Si el dolor es reciente, las guías aconsejan aplicar calor, masajes, acupuntura o manipulación vertebral. Si los pacientes desean usar un fármaco, deberían tomar antiinflamatorios no esteroides (AINE), como el ibuprofeno, o relajantes musculares con receta médica. El acetaminofeno y los esteroides no están recomendados para aliviar ese dolor.

Pero si el padecimiento es crónico (más de 12 semanas), el Colegio Estadounidense de Médicos (ACP, por su sigla en inglés) aconseja no automedicarse.

Las guías rigen para el dolor de espalda baja que no se irradia a otras partes del cuerpo, como las piernas, según explicó el presidente del ACP, Nitin Damle, de la Escuela Alpert de Medicina, Brown University, Providence, Rhode Island.

Los pacientes con dolor de espalda baja que se extiende a otras áreas del cuerpo demandan una evaluación.

Este dolor es uno de los motivos más comunes de consulta médica en Estados Unidos anualmente, según publica el ACP en Annals of Internal Medicine.
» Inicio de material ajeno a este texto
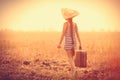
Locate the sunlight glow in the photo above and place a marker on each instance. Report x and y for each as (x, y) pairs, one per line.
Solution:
(48, 16)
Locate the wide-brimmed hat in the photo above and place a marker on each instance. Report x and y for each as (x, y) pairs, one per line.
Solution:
(69, 13)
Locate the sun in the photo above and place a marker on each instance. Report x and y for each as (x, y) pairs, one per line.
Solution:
(48, 17)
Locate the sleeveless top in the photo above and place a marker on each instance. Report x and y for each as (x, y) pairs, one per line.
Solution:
(68, 39)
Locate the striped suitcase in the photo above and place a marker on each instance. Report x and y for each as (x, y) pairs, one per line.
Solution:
(81, 58)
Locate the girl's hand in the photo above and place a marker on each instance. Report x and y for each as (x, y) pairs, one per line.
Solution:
(80, 47)
(59, 46)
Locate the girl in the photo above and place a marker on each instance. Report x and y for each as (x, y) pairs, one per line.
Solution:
(70, 29)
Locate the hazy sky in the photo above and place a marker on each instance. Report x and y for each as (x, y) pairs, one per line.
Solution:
(46, 14)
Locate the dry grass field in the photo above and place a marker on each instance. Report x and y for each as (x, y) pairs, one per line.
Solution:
(34, 56)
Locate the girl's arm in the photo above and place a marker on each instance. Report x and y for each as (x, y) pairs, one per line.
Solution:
(77, 34)
(63, 34)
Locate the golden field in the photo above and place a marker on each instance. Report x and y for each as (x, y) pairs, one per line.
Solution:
(35, 56)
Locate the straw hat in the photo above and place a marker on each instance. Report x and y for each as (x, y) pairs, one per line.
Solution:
(69, 13)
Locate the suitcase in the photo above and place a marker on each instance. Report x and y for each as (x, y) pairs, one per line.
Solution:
(81, 58)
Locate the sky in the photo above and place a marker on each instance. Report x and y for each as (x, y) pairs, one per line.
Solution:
(45, 15)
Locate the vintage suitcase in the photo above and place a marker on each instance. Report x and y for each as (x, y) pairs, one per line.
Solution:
(81, 58)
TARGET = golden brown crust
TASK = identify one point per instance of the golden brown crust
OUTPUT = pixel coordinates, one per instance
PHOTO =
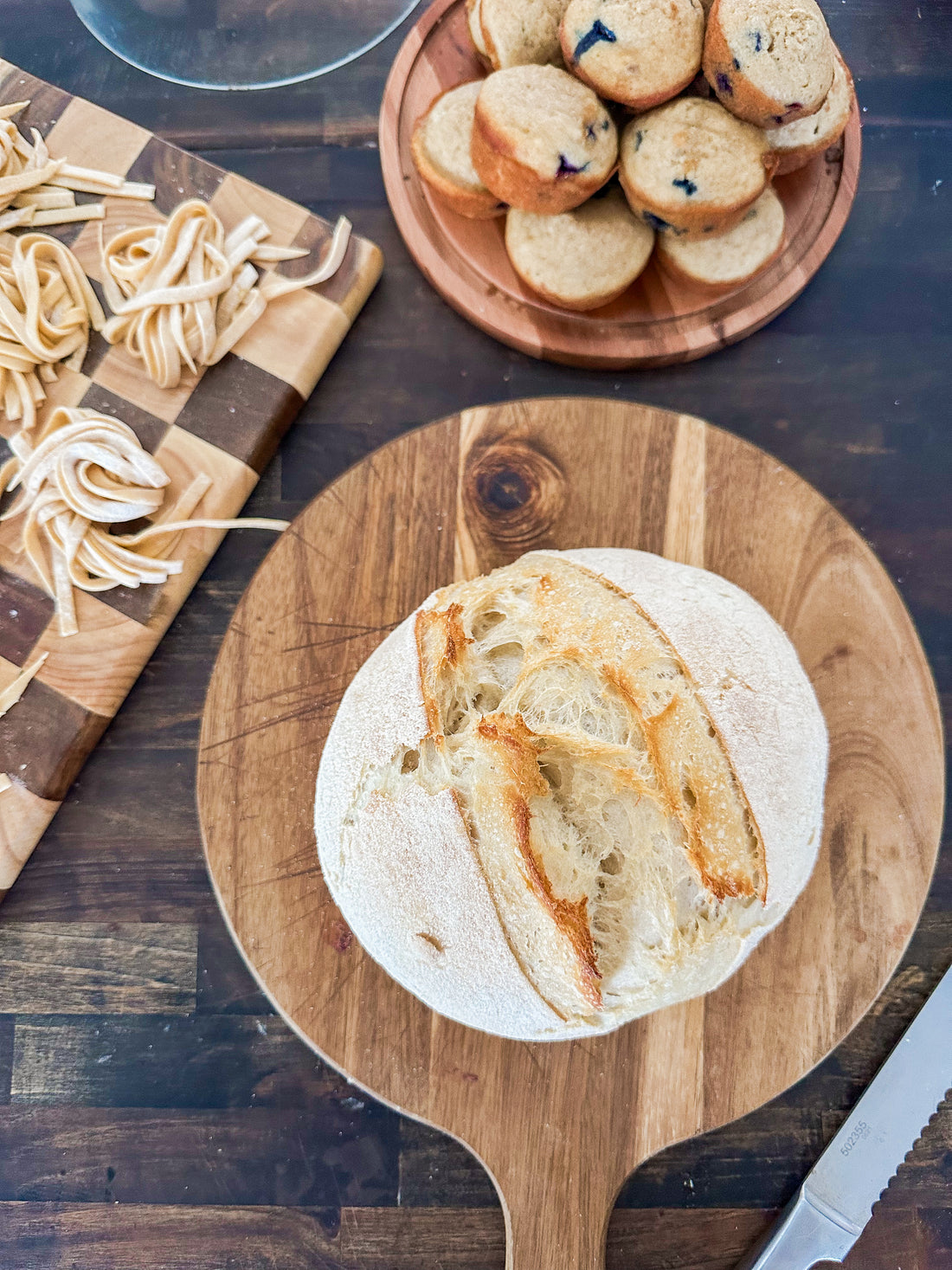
(794, 159)
(518, 750)
(473, 203)
(517, 184)
(734, 90)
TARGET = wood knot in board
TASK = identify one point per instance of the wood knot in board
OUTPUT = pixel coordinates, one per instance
(513, 493)
(339, 935)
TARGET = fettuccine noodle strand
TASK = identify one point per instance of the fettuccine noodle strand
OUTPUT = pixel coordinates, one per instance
(84, 473)
(38, 190)
(185, 293)
(47, 307)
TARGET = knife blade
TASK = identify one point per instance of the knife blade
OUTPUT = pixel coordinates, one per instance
(833, 1205)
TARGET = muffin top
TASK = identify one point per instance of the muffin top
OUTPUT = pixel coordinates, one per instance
(634, 51)
(547, 121)
(783, 49)
(584, 255)
(693, 152)
(446, 132)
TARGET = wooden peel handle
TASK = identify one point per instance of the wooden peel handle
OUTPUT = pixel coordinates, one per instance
(554, 1227)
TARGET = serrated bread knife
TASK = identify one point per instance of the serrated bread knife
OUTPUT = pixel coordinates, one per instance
(833, 1205)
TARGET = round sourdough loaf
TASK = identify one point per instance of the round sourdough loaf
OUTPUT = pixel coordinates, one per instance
(573, 791)
(728, 261)
(769, 61)
(441, 147)
(541, 140)
(690, 168)
(584, 258)
(794, 144)
(639, 52)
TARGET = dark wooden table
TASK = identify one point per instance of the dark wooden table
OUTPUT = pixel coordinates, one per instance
(154, 1112)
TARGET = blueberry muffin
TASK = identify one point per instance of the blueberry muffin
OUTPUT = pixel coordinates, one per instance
(584, 258)
(441, 147)
(728, 261)
(691, 169)
(473, 21)
(639, 52)
(769, 61)
(541, 140)
(516, 32)
(796, 144)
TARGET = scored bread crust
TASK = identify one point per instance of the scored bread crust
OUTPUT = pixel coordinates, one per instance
(672, 263)
(692, 219)
(404, 870)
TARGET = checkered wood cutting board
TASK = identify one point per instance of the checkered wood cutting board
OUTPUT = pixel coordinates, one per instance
(226, 422)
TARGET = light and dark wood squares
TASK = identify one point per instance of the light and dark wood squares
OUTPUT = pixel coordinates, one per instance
(226, 422)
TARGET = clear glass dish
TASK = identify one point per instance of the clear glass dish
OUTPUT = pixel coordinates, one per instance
(240, 43)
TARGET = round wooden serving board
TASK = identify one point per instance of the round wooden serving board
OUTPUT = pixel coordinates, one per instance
(560, 1125)
(658, 320)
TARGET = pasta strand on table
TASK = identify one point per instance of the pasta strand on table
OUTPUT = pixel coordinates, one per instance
(84, 473)
(47, 309)
(183, 293)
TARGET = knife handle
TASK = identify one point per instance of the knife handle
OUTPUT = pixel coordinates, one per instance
(801, 1237)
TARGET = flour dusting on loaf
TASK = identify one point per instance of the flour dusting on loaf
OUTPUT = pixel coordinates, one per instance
(573, 791)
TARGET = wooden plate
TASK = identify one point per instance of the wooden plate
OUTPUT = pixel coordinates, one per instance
(658, 320)
(560, 1125)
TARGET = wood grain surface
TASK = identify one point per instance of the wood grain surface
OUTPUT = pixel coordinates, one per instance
(658, 320)
(223, 422)
(562, 1125)
(211, 1137)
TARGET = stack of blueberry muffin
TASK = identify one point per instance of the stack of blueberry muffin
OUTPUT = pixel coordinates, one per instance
(696, 111)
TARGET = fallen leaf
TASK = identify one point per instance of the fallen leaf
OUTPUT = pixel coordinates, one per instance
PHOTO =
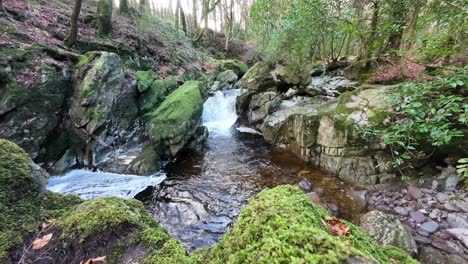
(41, 242)
(99, 260)
(337, 227)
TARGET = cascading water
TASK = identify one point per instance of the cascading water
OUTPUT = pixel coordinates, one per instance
(219, 111)
(206, 189)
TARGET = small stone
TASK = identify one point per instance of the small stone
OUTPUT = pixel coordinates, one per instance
(414, 192)
(451, 207)
(418, 217)
(401, 211)
(462, 205)
(441, 197)
(421, 239)
(457, 220)
(305, 185)
(435, 214)
(430, 226)
(460, 233)
(314, 197)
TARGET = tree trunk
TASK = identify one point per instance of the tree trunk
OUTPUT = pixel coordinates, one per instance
(123, 7)
(70, 40)
(183, 21)
(104, 17)
(412, 24)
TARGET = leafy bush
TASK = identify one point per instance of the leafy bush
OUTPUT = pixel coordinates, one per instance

Un cuarto de los adultos estadounidenses ha padecido este dolor por lo menos una vez en los últimos tres meses.

Las guías surgen de una revisión de estudios sobre el uso de terapias farmacológicas y no farmacológicas para aliviar el dolor. La revisión no tuvo en cuenta las cremas o las inyecciones.

El ACP recomienda que las personas con dolor de espalda baja crónico prueben opciones no farmacológicas, como el ejercicio, la acupuntura, el mindfulness, el tai chi, el yoga, el biofeedback, la terapia cognitivo conductual o la manipulación vertebral.

Si esos métodos no funcionan, las guías aconsejan pasar a los AINE o el analgésico duloxetina (Cymbalta) o tramadol (Ultram). Los opioides deberían ser el último recurso; los médicos deberían recetarlos sólo después de conversar sobre los riesgos y los beneficios con los pacientes.

Las nuevas recomendaciones son muy razonables, según opinó el doctor Joel Press, jefe de pediatría del Hospital de Cirugía Especial, Nueva York. "Todo lo que se puede hacer con terapias no farmacológicas para poder moverse más rápido será mucho más efectivo en el largo plazo", dijo Press, que no participó de las guías.